Saturday, October 1, 2011

Sucking Less is not Serving Better

I watched a Webinar about ways to make customer voice messaging systems better, a smattering of random, disorganized, and uninspiring do/don't tips - and it occurred to me that this wasn't about providing better service, it was about making the experience less offensive.

At no point did the presenter offer any research indicating what customers actually like about voice messaging systems. As a matter of fact, she offered no research at all - it was all opinion and observation, which has its place (namely, in a blog) and some value in that it conveys the wisdom of experience to an audience who has less than the speaker. But more importantly, it was clear to me that the presentation was geared not to doing anything for the express purpose of making a caller happy, but avoiding common practices that make the experience more unpleasant.

I'd meant to preserve the list itself here in my notebook, but it seems to me that there is a more significant consideration on a broader level: that much of what is done to improve customer service is in addressing the worst aspects of something that the company who provides it knows to be bad for the customer, but refuses to abandon.

Voice systems are just one example, and an acutely terrible one. They were rotten from the start, and while the companies that use them seek to make them less rotten, nobody has ever come up with a good one.
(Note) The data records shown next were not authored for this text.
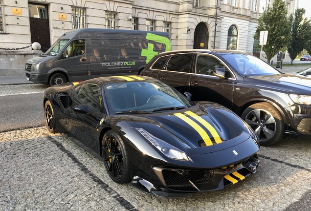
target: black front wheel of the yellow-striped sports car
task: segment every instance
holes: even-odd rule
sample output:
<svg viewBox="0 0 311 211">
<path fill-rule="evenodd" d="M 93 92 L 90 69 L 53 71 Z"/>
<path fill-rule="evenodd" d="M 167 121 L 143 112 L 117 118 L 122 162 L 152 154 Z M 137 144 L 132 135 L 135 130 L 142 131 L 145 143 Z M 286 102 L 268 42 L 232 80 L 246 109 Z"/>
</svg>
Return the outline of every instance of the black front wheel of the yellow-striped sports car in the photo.
<svg viewBox="0 0 311 211">
<path fill-rule="evenodd" d="M 102 156 L 105 168 L 114 182 L 131 181 L 127 150 L 121 137 L 113 130 L 107 131 L 103 137 Z"/>
</svg>

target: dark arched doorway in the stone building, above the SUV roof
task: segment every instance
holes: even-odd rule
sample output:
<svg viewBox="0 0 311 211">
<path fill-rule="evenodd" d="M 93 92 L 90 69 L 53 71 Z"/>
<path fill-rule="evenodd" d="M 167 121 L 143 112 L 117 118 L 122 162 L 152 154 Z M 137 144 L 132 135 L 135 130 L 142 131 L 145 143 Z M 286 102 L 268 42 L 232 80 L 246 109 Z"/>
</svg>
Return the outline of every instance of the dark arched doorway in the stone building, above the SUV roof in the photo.
<svg viewBox="0 0 311 211">
<path fill-rule="evenodd" d="M 208 49 L 208 29 L 204 23 L 197 25 L 193 42 L 194 49 Z"/>
</svg>

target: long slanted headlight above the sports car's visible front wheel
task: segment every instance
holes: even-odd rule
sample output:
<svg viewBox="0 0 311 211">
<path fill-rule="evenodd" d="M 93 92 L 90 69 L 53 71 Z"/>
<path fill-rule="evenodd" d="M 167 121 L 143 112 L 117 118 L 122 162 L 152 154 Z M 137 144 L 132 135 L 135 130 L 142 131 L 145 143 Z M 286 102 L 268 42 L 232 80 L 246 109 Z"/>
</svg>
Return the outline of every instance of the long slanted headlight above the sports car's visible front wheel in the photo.
<svg viewBox="0 0 311 211">
<path fill-rule="evenodd" d="M 148 141 L 150 141 L 151 144 L 153 144 L 165 156 L 175 160 L 189 161 L 189 158 L 184 151 L 166 143 L 165 141 L 159 138 L 156 138 L 143 128 L 136 128 L 136 130 L 140 132 Z"/>
</svg>

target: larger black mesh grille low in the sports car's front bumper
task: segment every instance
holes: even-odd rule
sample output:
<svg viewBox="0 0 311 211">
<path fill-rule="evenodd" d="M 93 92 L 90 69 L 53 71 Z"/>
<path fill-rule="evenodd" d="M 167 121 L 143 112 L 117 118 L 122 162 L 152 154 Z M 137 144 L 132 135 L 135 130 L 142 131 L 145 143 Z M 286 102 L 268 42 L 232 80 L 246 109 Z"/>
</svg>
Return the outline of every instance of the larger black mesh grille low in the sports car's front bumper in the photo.
<svg viewBox="0 0 311 211">
<path fill-rule="evenodd" d="M 213 180 L 213 170 L 163 169 L 163 178 L 169 188 L 192 187 L 209 184 Z"/>
</svg>

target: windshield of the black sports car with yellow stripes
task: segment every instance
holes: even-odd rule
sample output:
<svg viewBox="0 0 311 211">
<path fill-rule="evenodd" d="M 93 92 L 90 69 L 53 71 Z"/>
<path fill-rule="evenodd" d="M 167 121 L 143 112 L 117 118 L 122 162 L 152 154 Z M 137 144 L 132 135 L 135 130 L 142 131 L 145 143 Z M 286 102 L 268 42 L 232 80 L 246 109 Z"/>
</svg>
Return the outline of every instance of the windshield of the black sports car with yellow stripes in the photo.
<svg viewBox="0 0 311 211">
<path fill-rule="evenodd" d="M 148 113 L 191 106 L 185 96 L 159 81 L 108 84 L 104 93 L 110 113 Z"/>
</svg>

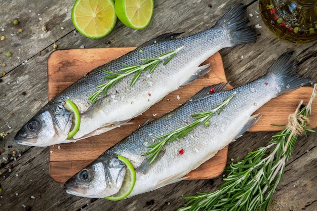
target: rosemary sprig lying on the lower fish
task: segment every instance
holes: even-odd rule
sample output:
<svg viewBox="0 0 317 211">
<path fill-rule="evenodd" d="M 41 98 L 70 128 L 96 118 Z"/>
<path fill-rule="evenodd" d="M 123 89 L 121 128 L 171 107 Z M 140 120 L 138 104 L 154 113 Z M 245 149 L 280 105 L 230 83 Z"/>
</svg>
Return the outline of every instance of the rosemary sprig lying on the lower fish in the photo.
<svg viewBox="0 0 317 211">
<path fill-rule="evenodd" d="M 147 158 L 151 159 L 150 163 L 152 163 L 155 158 L 157 157 L 157 155 L 159 155 L 159 153 L 162 151 L 163 147 L 168 143 L 168 142 L 173 142 L 176 139 L 181 139 L 184 136 L 186 136 L 192 129 L 196 128 L 197 125 L 199 125 L 200 123 L 204 122 L 206 126 L 209 125 L 208 120 L 214 115 L 214 113 L 216 113 L 218 110 L 218 115 L 220 114 L 220 112 L 224 109 L 224 107 L 229 103 L 229 101 L 233 98 L 233 96 L 236 94 L 236 92 L 234 92 L 232 95 L 230 95 L 228 98 L 226 98 L 225 100 L 222 101 L 222 103 L 216 104 L 214 106 L 217 106 L 216 108 L 214 108 L 211 111 L 205 111 L 205 112 L 200 112 L 200 113 L 196 113 L 196 114 L 192 114 L 191 116 L 196 119 L 192 122 L 190 122 L 189 124 L 186 124 L 184 126 L 181 126 L 180 128 L 176 129 L 175 131 L 172 131 L 168 134 L 156 137 L 155 139 L 153 139 L 153 141 L 157 140 L 157 139 L 162 139 L 161 141 L 154 143 L 150 146 L 148 146 L 148 148 L 151 148 L 148 152 L 146 152 L 144 155 L 149 155 Z"/>
</svg>

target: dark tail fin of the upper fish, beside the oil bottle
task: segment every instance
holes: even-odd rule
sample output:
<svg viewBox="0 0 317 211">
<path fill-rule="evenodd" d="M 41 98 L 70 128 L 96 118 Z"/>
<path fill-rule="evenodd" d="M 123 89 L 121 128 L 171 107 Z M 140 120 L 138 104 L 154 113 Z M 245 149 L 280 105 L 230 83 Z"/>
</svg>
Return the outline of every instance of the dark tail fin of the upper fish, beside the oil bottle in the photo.
<svg viewBox="0 0 317 211">
<path fill-rule="evenodd" d="M 246 26 L 249 23 L 247 18 L 247 6 L 238 4 L 229 9 L 220 18 L 216 25 L 220 25 L 229 32 L 231 46 L 253 43 L 257 40 L 257 34 L 252 26 Z"/>
</svg>

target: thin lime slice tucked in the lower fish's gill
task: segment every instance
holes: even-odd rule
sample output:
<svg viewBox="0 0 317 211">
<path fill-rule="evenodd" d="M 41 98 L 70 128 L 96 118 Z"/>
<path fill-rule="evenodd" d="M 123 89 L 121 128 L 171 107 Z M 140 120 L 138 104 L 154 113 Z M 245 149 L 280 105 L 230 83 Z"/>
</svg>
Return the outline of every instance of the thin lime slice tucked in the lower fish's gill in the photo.
<svg viewBox="0 0 317 211">
<path fill-rule="evenodd" d="M 116 194 L 113 194 L 112 196 L 105 197 L 105 199 L 108 199 L 111 201 L 118 201 L 118 200 L 126 198 L 131 193 L 135 184 L 136 175 L 135 175 L 135 170 L 132 163 L 127 158 L 120 155 L 118 155 L 118 159 L 126 164 L 127 171 L 126 171 L 125 178 L 120 190 Z"/>
</svg>

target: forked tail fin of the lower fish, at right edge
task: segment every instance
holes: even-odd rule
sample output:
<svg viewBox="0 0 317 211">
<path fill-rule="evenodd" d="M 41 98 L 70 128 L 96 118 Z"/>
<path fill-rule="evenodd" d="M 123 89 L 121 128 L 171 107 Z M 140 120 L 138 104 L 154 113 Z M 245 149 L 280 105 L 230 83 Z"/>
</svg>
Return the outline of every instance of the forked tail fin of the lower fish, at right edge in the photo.
<svg viewBox="0 0 317 211">
<path fill-rule="evenodd" d="M 296 72 L 297 68 L 295 60 L 291 60 L 293 52 L 282 54 L 276 61 L 268 68 L 266 74 L 273 74 L 280 86 L 280 94 L 290 92 L 299 87 L 313 82 L 310 78 L 300 78 Z"/>
</svg>

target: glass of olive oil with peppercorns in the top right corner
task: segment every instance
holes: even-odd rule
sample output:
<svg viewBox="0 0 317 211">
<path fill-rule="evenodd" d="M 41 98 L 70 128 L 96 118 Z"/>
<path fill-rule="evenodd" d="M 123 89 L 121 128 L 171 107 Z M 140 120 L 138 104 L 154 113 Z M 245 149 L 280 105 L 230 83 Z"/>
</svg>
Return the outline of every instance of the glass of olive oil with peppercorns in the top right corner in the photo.
<svg viewBox="0 0 317 211">
<path fill-rule="evenodd" d="M 260 0 L 260 13 L 280 38 L 293 43 L 317 39 L 317 0 Z"/>
</svg>

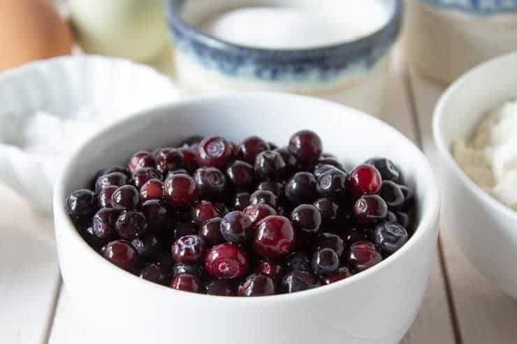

I'd go so far as to say that no customer is every happy to hear a synthesized or recorded voice on the telephone - but there are exceptions. For example, when I call my bank to check my balance (on the rare occasion I don't just do it online), I am happy to get a recording because it is brief, direct, and doesn't try to sell me other products. But I think that's likely not because the automated system is "good" but that live phone reps from the same company have become so clumsy at providing a quick answer to a simple question and so pushy in selling other products, that I'm actually relieved to not have to deal with them.

And my sense is that they are just as happy not to deal with me. Aside of making an explicit statement that "you are a nuisance to us and we wish you would just go away," I can think of no better way for a company to communicate to a caller that he is so unimportant to them that they can't be bothered to answer his call personally than to make them talk to an automated system.

But back to the point: I would be highly dubious of any assertion that a company had put in place an automated messaging system because the did research and testing that led to the conclusion that customers would prefer an automated system to a live operator. They did it to save money. Period.

Voice messaging systems have been around for decades, and the fact that no-one has gotten them "right" is a sign of an inherent flaw that cannot be overcome. And all the pretense of providing better service is a clear acknowledgement that they are doing something that is bad for the customer, and are trying to ameliorate, but have no intention whatsoever to stop doing it.

The problem is not specific to voice messaging, but is evident throughout customer service and customer interaction in general: in many instances, companies inflict an uncomfortable process upon the customer to make their own operations more efficient - and when they discover that the revenue they lose by offending and mishandling the customer is greater than the cost they are saving, they attempt to mitigate the damage. But they don't stop to consider more effective ways to address the problem, and will not admit that the cost-saving idea they implemented is ineffective and awful.

The situation is altogether absurd. Imagine a project kick-off meeting based in the premise that the company is going to just punch customers in the face, and the team's task is to figure out how to make customers like it. Do we aim for the cheek rather than the mouth, nose, and eyes? Do we put on a cushioned glove? Do we make the glove a pleasant color? Do we say something clever to them after doing it?

Doubtless, everyone knows that people don't like being punched in the face, and if you were really intent on making the customers happy, you would not punch them in the face at all. But this is not something the company is willing to consider.

Anyone who makes the suggestion of not punching the customer in the face is "not a team player" and "doesn't have much of a future around here." A consultant has convinced a C-level officer that we need to punch customers in the face, a flock of sycophants agree it's a great idea, the accountants say it will save us a lot of money, and all out competitors are already doing it. So we're going to do it, and all we need to do is figure out how to go about it

And as exaggerated and ludicrous as it seems, is this not exactly what is going on when a firm seeks to improve something that is inherently flawed? Does it not perfectly describe the nature of trying to "improve" a voice messaging system, an application process, a refund policy, a technical support operation, or any of the other industry-standard practices and policies that are inherently offensive to the customer?